Toronto's Cardinal Thomas Collins presided over the installation mass and ceremony at St. Basil's Church. The installation was attended by Chancellor Michael Wilson, Dean David Cameron of the Faculty of Arts & Science and David Mulroney, president and vice-chancellor of St. Michael’s. Guests included Adrienne Clarkson, former Governor General of Canada.
With approximately 5,000 students, USMC is one of the largest undergraduate colleges in U of T's Faculty of Arts and Science. Now the academic head of USMC's undergraduate division, Boyagoda is also an alumnus.
“My first class at the University of Toronto was at St. Mike’s, and I also fondly remember attending mass at St. Basil’s with my friends,” Boyagoda told U of T News. “Given the rich and distinguished history of the college and its important relationships to the University of Toronto, St. Michael’s is an institution like no other in North America.
“As an academic leader, as a teacher, and as a Catholic intellectual, scholar, and writer, I look forward to being part of this community and helping contribute to its exciting future.”
An accomplished writer and academic with bylines in the New York Times, Wall Street Journal, Financial Times (UK) and the Globe and Mail, Boyagoda is known for his novels, Governor of the Northern Province and Beggar's Feast.
He has written extensively on human experience in contemporary literature, culture and current affairs, often from a religiously-informed vantage.
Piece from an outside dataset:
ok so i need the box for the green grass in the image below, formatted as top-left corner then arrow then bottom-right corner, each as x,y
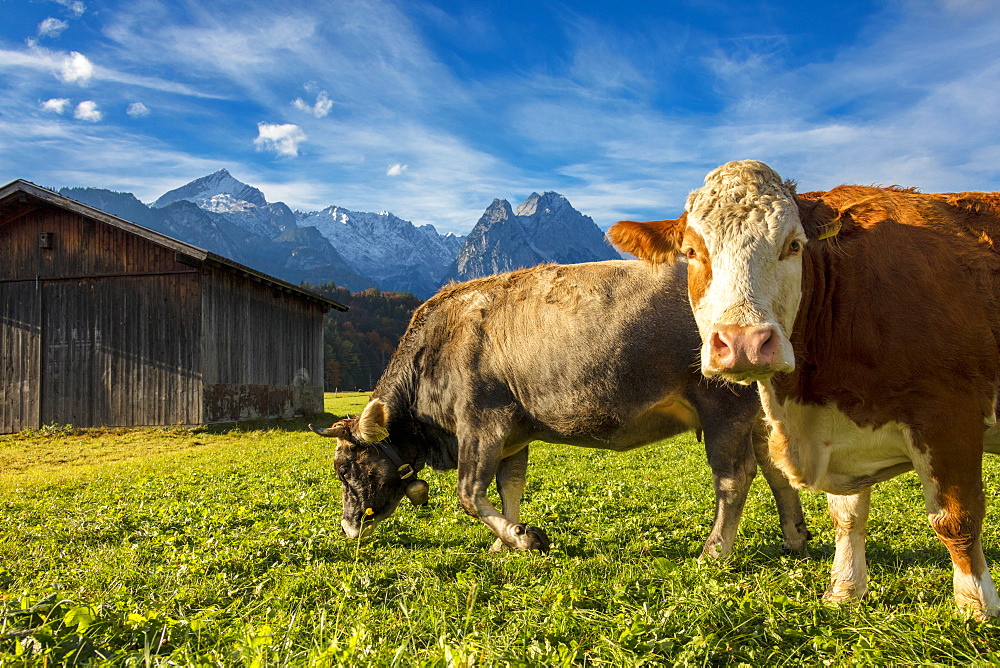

Through his recently published biography of the influential Fr. Richard John Neuhaus, Boyagoda established himself as a leading Catholic intellectual voice in North America.
Boyagoda previously held positions as chair of the English department and professor of American Studies at Ryerson University.
At Ryerson, he also served as the director of zone learning, Ryerson's experiential learning program modeled on business incubators that support the rapid creation of new companies and social organizations led by students.
He was a postdoctoral fellow and assistant professor of English at the University of Notre Dame.